In [1]:
import pandas as pd
import numpy as np
from pathlib import Path

pd.set_option('display.max_columns', 100)

PROJECT_ROOT = Path.cwd().parent

APPLIC_PATH = PROJECT_ROOT / 'data/raw/application_train.csv'
PROCESSED_PATH = PROJECT_ROOT / 'data/processed/application_features_baseline.csv'

BUREAU_PATH = PROJECT_ROOT / 'data/raw/bureau.csv'
BUREAU_BALANCE_PATH = PROJECT_ROOT / 'data/raw/bureau_balance.csv'

INTERIM_PATH = PROJECT_ROOT / 'data/interim'
INTERIM_BUREAU = INTERIM_PATH / 'bureau_agg.csv'
INTERIM_INSTAL = INTERIM_PATH / 'installment_agg.csv'
INTERIM_CREDIT_CARD = INTERIM_PATH / 'credit_card.csv'

PREVIOUS_APPLIC_PATH = PROJECT_ROOT / 'data/raw/previous_application.csv'
POS_CASH_BALANCE_PATH = PROJECT_ROOT / 'data/raw/POS_CASH_balance.csv'
INSTAL_PAYMENTS_PATH = PROJECT_ROOT / 'data/raw/installments_payments.csv'
CREDIT_CARD_BALANCE_PATH = PROJECT_ROOT / 'data/raw/credit_card_balance.csv'

LAST_K = 3
YEAR = 360

In [12]:
if not APPLIC_PATH.exists() or not BUREAU_PATH.exists() or not BUREAU_BALANCE_PATH.exists():
    raise FileNotFoundError(
        "Raw data not found. See README.md for download insturctions."
    )

df = pd.read_csv(APPLIC_PATH)

bureau_df = pd.read_csv(BUREAU_PATH)
bureau_balance_df = pd.read_csv(BUREAU_BALANCE_PATH)

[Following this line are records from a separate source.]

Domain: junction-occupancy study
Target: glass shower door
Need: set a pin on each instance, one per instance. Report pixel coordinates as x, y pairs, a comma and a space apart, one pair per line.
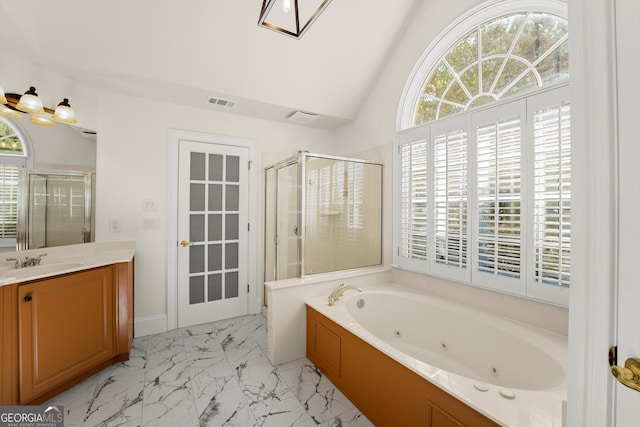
56, 209
287, 213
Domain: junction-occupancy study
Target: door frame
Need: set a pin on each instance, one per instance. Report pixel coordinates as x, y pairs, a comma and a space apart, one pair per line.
175, 136
592, 305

Aggregate bureau balance table and merge it with bureau table by SK_ID_BUREAU key

In [13]:
bureau_balance_agg = bureau_balance_df.groupby('SK_ID_BUREAU').agg(
    loan_duration=('MONTHS_BALANCE', 'count'),
    prepaid_ratio=('STATUS', lambda x: (x == 'C').mean()),
    default_ever=('STATUS', lambda x: int((x == '5').any())),
    bad_dpd_ratio=('STATUS', lambda x: (x.isin(['2', '3', '4', '5']).mean())),
    bad_dpd_count=('STATUS', lambda x: (x.isin(['2', '3', '4', '5']).sum())),
    small_dpd_ratio=('STATUS', lambda x: (x == '1').mean()),
    small_dpd_count=('STATUS', lambda x: (x == '1').sum()),
    paid_in_time_ratio=('STATUS', lambda x: (x == '0').mean()),
    paid_in_time_count=('STATUS', lambda x: (x == '0').sum()),
    unknown_ratio=('STATUS', lambda x: (x == 'X').mean())
).reset_index()

KeyboardInterrupt: 

In [None]:
bureau_df = bureau_df.merge(
    bureau_balance_agg, 
    how='left',
    on='SK_ID_BUREAU',
    )

Aggregate bureau table and merge it with main application table by SK_ID_CURR key. Engineering some features in bureau table before and after merging

In [None]:
bureau_df['early_closure_days'] = bureau_df['DAYS_CREDIT_ENDDATE'] - bureau_df['DAYS_ENDDATE_FACT']
bureau_df['credit_duration'] = abs(bureau_df['DAYS_CREDIT'] - bureau_df['DAYS_ENDDATE_FACT'])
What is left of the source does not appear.